El Gobierno, a través del ministro administrativo José Ramón Peralta, garantizó gastos ajustados al Presupuesto de 2016. La promesa tiene la intención de calmar la ansiedad que todo año electoral produce.

La pobalción conoce, por experiencia, la tendencia irrefrenable de los gobiernos a excederse en el gasto. El gran hoyo fiscal del último proceso electoral todavía está fresco en la memoria. La promesa en tiempos de campaña es más política que económica.

El presupuesto para el próximo año incluye un déficit. Lo novedoso y beneficioso para todos sería garantizar un presupuesto equilibrado.

Por definición, un presupuesto equilibrado es aquel donde los gastos sean iguales o inferiores a los ingresos.
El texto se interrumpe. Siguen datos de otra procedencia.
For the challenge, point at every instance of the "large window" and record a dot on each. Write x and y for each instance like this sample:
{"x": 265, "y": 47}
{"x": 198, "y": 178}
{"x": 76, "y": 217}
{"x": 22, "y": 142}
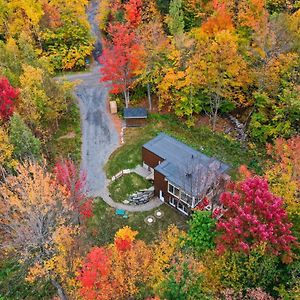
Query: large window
{"x": 173, "y": 190}
{"x": 186, "y": 198}
{"x": 173, "y": 201}
{"x": 182, "y": 208}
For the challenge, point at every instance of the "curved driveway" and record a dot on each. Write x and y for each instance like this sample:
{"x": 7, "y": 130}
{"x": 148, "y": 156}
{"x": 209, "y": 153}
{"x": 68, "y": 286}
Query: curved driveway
{"x": 99, "y": 135}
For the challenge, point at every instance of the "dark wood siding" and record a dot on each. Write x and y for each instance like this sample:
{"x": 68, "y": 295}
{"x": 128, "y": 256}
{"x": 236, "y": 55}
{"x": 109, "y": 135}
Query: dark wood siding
{"x": 160, "y": 185}
{"x": 139, "y": 122}
{"x": 151, "y": 159}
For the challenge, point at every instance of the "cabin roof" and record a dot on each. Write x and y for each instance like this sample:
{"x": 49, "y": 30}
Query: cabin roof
{"x": 135, "y": 113}
{"x": 183, "y": 166}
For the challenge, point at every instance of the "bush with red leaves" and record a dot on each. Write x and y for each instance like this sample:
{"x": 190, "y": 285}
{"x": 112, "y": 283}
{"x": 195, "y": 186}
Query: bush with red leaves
{"x": 253, "y": 216}
{"x": 7, "y": 96}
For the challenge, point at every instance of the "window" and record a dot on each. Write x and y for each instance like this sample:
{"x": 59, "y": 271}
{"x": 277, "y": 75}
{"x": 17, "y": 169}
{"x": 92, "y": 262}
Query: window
{"x": 173, "y": 201}
{"x": 186, "y": 198}
{"x": 173, "y": 190}
{"x": 181, "y": 207}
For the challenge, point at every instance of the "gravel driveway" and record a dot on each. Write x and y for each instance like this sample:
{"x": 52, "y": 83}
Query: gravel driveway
{"x": 99, "y": 135}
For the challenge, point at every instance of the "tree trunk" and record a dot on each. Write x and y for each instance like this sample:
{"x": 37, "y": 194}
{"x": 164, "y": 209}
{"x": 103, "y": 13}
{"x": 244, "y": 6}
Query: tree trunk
{"x": 60, "y": 290}
{"x": 126, "y": 96}
{"x": 149, "y": 96}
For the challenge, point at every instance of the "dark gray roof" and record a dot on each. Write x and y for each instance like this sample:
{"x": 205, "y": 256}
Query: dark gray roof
{"x": 135, "y": 113}
{"x": 183, "y": 166}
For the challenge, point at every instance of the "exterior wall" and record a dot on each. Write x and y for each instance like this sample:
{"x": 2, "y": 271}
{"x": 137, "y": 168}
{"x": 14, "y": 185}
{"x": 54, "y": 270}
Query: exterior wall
{"x": 150, "y": 159}
{"x": 136, "y": 122}
{"x": 160, "y": 184}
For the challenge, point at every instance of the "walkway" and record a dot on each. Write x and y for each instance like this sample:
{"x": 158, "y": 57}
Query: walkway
{"x": 154, "y": 203}
{"x": 99, "y": 133}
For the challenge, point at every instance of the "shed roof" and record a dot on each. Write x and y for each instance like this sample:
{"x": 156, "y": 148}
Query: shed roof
{"x": 135, "y": 113}
{"x": 183, "y": 166}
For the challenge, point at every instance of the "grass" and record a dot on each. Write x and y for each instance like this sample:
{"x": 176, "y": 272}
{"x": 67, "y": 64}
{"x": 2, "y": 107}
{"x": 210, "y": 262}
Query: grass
{"x": 126, "y": 185}
{"x": 63, "y": 146}
{"x": 201, "y": 138}
{"x": 103, "y": 225}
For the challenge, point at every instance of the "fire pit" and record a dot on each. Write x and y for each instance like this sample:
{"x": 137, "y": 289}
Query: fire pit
{"x": 149, "y": 220}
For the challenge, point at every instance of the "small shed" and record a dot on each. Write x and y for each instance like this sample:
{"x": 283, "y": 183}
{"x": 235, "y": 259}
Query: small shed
{"x": 135, "y": 116}
{"x": 113, "y": 107}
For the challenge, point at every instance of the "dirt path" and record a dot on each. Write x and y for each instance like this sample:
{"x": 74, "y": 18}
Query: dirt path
{"x": 99, "y": 133}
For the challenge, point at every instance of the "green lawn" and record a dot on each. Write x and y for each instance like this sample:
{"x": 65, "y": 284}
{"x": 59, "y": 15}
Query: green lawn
{"x": 103, "y": 225}
{"x": 126, "y": 185}
{"x": 201, "y": 138}
{"x": 66, "y": 142}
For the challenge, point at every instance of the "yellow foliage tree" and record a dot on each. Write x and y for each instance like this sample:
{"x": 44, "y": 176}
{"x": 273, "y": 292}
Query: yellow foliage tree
{"x": 126, "y": 233}
{"x": 163, "y": 251}
{"x": 37, "y": 227}
{"x": 6, "y": 150}
{"x": 283, "y": 173}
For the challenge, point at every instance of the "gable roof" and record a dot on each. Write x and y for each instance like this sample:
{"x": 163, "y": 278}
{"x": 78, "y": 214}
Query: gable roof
{"x": 135, "y": 113}
{"x": 183, "y": 166}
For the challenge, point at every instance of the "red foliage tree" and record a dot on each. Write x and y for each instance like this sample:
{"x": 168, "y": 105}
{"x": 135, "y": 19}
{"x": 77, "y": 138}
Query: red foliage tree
{"x": 95, "y": 275}
{"x": 7, "y": 95}
{"x": 68, "y": 175}
{"x": 253, "y": 216}
{"x": 221, "y": 20}
{"x": 133, "y": 9}
{"x": 121, "y": 59}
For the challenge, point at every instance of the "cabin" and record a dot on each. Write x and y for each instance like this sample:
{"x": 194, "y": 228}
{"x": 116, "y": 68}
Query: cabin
{"x": 183, "y": 177}
{"x": 135, "y": 116}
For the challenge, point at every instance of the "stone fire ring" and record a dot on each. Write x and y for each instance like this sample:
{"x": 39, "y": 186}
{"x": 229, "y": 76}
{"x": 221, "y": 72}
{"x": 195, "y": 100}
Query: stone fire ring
{"x": 158, "y": 214}
{"x": 149, "y": 220}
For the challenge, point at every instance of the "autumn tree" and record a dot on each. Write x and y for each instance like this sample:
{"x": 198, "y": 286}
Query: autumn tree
{"x": 116, "y": 271}
{"x": 283, "y": 173}
{"x": 25, "y": 144}
{"x": 218, "y": 68}
{"x": 163, "y": 252}
{"x": 183, "y": 280}
{"x": 254, "y": 216}
{"x": 36, "y": 225}
{"x": 156, "y": 46}
{"x": 121, "y": 59}
{"x": 7, "y": 96}
{"x": 202, "y": 232}
{"x": 68, "y": 175}
{"x": 239, "y": 271}
{"x": 6, "y": 150}
{"x": 175, "y": 19}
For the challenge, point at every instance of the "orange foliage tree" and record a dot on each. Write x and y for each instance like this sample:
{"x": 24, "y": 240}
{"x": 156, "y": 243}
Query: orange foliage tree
{"x": 283, "y": 173}
{"x": 116, "y": 271}
{"x": 36, "y": 226}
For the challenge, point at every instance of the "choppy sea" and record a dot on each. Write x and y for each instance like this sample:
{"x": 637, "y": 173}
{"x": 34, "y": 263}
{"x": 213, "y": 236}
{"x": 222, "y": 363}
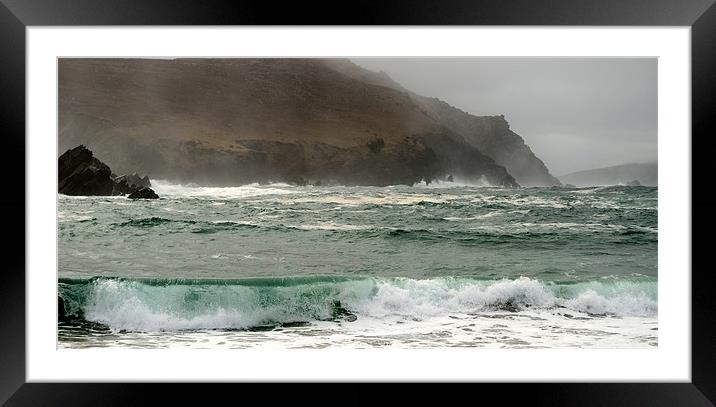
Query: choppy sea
{"x": 282, "y": 266}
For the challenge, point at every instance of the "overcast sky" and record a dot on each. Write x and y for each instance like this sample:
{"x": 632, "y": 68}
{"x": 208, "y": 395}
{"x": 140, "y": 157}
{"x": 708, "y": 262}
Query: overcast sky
{"x": 574, "y": 113}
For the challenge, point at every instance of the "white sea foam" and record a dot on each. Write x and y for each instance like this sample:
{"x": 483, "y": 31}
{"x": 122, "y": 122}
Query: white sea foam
{"x": 169, "y": 190}
{"x": 137, "y": 306}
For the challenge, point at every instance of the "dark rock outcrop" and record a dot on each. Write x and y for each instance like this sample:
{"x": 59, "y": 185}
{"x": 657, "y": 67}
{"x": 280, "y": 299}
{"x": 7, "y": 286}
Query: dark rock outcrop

Los beneficios de un manejo presupuestario de este tipo son evidentes: las decisiones de asiganción de recursos públicos serán más eficientes, porque solo se adoptarán aquellas donde los costes sean inferiores a los beneficios; los hogares y los actores productivos podrá planificar mejor en vista de que podría ser más predecible la estimación de la carga impositiva; se reduce la discrecionalidad en el uso de los fondos a través de proyectos no planificados; la transparencia mejora y también el control del buen uso de los fondos públicos; en fin, que un presupuesto equilibrado establece un control sobre dos de las prerrogativas que mal usadas pueden afectar a la sociedad: la capacidad de gastar y de crear impuestos.

En las últimas dos decadas el país ha vivido una carrera irracional de endeudamiento y reiterados déficits presupuestarios que obligaron a las diferentes administraciones a imponer reformas impositivas muy dolorosas para la economía ciudadana.

Nos hemos mantenido en un círculo vicioso de gastos sin control, déficits y reformas cada año y medio, como promedio.

La costumbre está tan establecida que pocos dudan que para el año próximo no tengamos que vivir otro paquetazo.

Este año electoral podría ser una buena oportunidad para que mostremos un compromiso con la disciplina fiscal. La mejor campaña sería la de evitar las obras que se comienzan, al vapor, antes de mayo, para descontinuarlas después de agosto.

Los presupuestos no los hacen los ángeles, pero sería bueno que se gastaran sus partidas como si lo fuéramos.

A la sociedad le convendría que se ensayara un presupuesto equilibrado. Para que todos ganemos.